Rufus Norris's 2006 revival of this Kander & Ebb classic blew me away with its dark, fiercely energised and full-frontal vision of Weimar Berlin as a society gyrating its crotch at the edge of the abyss – at once a drug-fuelled hotbed of rampant, polymorphous perversity and a fertile seedbed for Nazism whose rise emerged in pointed conjunction with the spread of neurasthenic kinkiness.
Now the show is back in a re-imagined version in which Norris and his choreographer, Javier de Frutos, often find fresh and arresting way of expressing the same conception, with certain key numbers staged completely differently.

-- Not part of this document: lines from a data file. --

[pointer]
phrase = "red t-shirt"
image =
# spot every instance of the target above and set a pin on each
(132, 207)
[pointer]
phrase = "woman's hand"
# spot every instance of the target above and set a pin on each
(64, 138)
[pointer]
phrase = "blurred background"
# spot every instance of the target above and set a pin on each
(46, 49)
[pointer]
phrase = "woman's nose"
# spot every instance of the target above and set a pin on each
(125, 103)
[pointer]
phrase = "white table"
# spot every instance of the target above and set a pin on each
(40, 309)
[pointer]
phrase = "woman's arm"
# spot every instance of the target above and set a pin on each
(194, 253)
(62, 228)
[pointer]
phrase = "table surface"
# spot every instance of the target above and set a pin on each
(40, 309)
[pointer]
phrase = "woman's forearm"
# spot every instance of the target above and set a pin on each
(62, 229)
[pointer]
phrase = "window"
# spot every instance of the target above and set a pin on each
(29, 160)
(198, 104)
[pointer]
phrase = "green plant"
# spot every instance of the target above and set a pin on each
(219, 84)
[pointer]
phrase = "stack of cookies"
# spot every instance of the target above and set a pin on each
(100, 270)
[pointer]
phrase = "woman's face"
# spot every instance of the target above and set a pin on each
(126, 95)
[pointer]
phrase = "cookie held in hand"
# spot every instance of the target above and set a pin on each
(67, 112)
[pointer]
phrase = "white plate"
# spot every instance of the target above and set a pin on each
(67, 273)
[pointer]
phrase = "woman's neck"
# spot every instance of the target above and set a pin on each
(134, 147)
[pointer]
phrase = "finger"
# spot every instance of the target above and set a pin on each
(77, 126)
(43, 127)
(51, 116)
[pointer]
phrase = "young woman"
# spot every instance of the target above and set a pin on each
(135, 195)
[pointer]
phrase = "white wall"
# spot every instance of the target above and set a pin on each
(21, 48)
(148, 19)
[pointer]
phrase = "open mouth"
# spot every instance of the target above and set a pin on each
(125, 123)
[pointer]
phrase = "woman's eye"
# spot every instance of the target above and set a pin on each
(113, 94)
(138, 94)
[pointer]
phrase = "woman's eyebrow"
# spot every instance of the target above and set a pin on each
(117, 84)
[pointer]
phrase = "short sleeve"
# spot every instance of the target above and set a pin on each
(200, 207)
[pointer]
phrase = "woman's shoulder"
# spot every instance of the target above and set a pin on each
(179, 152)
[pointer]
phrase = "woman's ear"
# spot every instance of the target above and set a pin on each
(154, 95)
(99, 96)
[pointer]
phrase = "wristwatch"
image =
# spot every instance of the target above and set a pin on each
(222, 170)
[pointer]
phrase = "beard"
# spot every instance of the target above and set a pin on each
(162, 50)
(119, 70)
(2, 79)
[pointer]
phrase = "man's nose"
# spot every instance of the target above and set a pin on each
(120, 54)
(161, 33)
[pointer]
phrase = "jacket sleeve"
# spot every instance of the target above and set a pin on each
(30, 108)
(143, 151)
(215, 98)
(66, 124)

It's Will Young's Emcee who now sings “Tomorrow Belongs To Me”, the fascist portent of this anthem chillingly revealed as he switches from a pretence of sweet-voiced youthful purity into a mad, malign puppeteer. Jerked by his strings, a chorus of traditionally dressed rustics becomes a mountingly militaristic, pistol-toting mob who decorate him with a scribbled Hitler moustache at the climax of the first half.
At the same time, the production seems to have some lost some of its dangerous edge (the depravity can look a bit strenuously dutiful rather than driven).
Young, of Pop Idol fame, sings beautifully and has bags of stage presence in his leather hot pants.
A whiff of Frank Spencer, though, rather than an odour of corruption and moral ambiguity clings to this master of ceremonies whose mock-”don't-mind me” ingratiating manner lacks sufficient irony and doesn't confuse or challenge the audience with contradictory signals.
But he can't be accused of lacking guts or aplomb – whether grotesquely bloated with balloons and scoffing currency for the hyper-inflation satire in the “Money” song or giving an achingly wistful rendition of “I Don't Care Much”, while adrift and off-duty in a dressing-gown, he makes a genuinely distinctive impression.
Michelle Ryan, by contrast, signally fails to rise to the occasion of Sally Bowles. Instead of showing us the emotional flakiness and need behind the heroine's show of worldly bravado, she gives us a wholesome, healthy girl who is about as “divinely decadent” as a lacrosse match followed by a hearty cream tea. Deficient in either charisma or sense of inner conflict, her performance of both “Maybe This Time” and the title number is painful in quite the wrong ways.
The show is still worth seeing for its bold imaginative sweep and for Sian Phillips's deeply touching Fraulein Schneider, even if coming to this Cabaret is not quite what it was, old chum.